Browsing The Letters of J. R. R. Tolkien yesterday, I came across two passages of interest. The first, from letter 209 to Robert Murray, S.J. (4 May 1958) relates to my previous posts on 'enthusiasm':
"We do not know the 'original' meaning of any word, still less the meaning of its basic element (sc. the part it shares with or seems to share with other related words: once called its 'root'): there is always a lost past. Thus we do not know the original meaning of θεος or deus or god. We can, of course, make some guesses about the formation of these quite distinct words, and then try to generalize a basic meaning from the senses shown by their relatives - but I do not think we shall necessarily by that way get any nearer to the idea 'god' at any actual moment in any language using one of those words. It is an odd fact that English dizzy (olim dysig) and giddy (olim gydig) seem related to θεος and god respectively. In English they once meant 'irrational', and now 'vertiginous', but that does not help much (except to cause us to reflect that there was a long past before θεος or god reached their forms or senses and equally queer changes may have gone on in unrecorded ages). We may, of course, guess that we have a romte effect of primitive ideas of 'inspiration' (to the 18th C an enthusiast was much what an Anglo-Saxon would have called a dysiga! But that is not of much theological use? We are faced by endless minute parallels to the mystery of the incarnation. Is not the idea of god ultimately independent of the ways by which a word for it has come to be?..."
In addition to the brief comment about enthusiasm, the passage is interesting for its (more or less) Augustinian view of language.

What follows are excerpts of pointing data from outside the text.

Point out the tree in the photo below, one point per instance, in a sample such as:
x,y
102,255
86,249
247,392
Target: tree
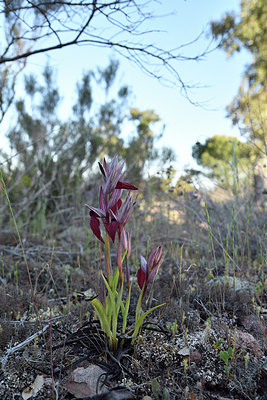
x,y
33,27
55,159
226,159
247,30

The second passage is on synonyms. In the course of arguing that children should be exposed to a richer vocabulary than they often are, he notes:
"And the meaning of fine words cannot be made 'obvious', for it is not obvious to any one: least of all to adults, who have stopped listening to the sound because they think they know the meaning. They think argent 'means' silver. But it does not. It and silver have a reference to x or chem. Ag, but in each x is clothed in a totally idfferent phonetic incarnation: x+y or x+z; and these do not have the same meaning, not only because they sound different and so arouse different responses, but also because they are not in fact used when talking about Ag. in the same way. It is better, I think, at any rate to begin with, to hear 'argent' as a sound only (z without x) in a poetic context, than to think 'it only means silver'. There is some chance then that you may like it for itself, and later learn to appreciate the heraldic overtones it has, in addition to its own peculiar sound, which 'silver' has not."
This second passage is from letter 234 to Jane Neave. (The references are to The Letters of J. R. R. Tolkien, Carpenter and [Christopher] Tolkien, eds., Harpor Collins: London, 1990.)